Mecánica Computacional

Eye movements play an important role in actual neuroscience and in the last twenty years, many eye-tracking devices have emerged with different methods and performance features. Generally, the highest quality ones with best performance in terms of accuracy and high framerates, are the most expensive apparatus and very often complicated to assembly. Also, they tend to work in fixed setups and it is hard to perform outdoor experiments, like driving a real car or walking long distances. The comfortable and cheaper ones are usually those having the poorest measuring characteristics, reaching maximum framerates below 250fps, yet with great advantages. These modern remote eye-tracking systems allow, in general, small head movements and the subject has not wear any kind of hardware. This feature is especially important when working with children or people with some kind of physical impairment.
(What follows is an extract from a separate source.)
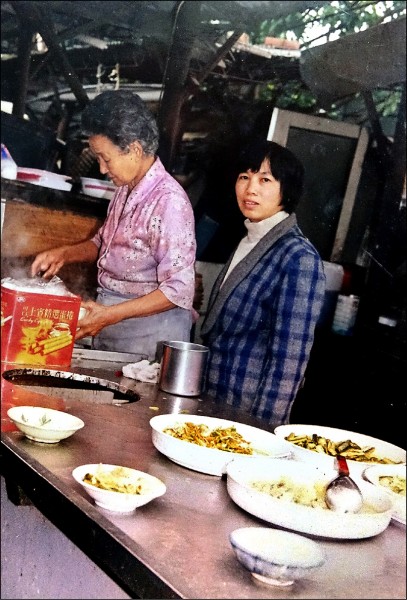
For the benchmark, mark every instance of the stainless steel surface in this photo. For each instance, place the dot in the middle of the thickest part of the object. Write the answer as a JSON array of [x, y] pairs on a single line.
[[100, 396], [178, 545], [182, 368], [342, 494], [67, 383]]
They are independent, small and one-piece hardware ready to plug into a mobile computer or laptop, making easy to set a large variety of experiments. In this work, we propose to use wavelet methods to improve real eye movements data, allowing the reconstruction of the signal at a higher resolution than the original one. Transformed data was upsampled and the new coefficients were obtained by interpolation using different techniques and looking for a minimum percentage error between the original and recovered signals. Then, treating the eyetracker data with low samplerate as a complete signal with periodic missing parts or information and inspired in a method for restoring very damaged images, we present an approach to adapt one of the the algorithms for images to 1D signals.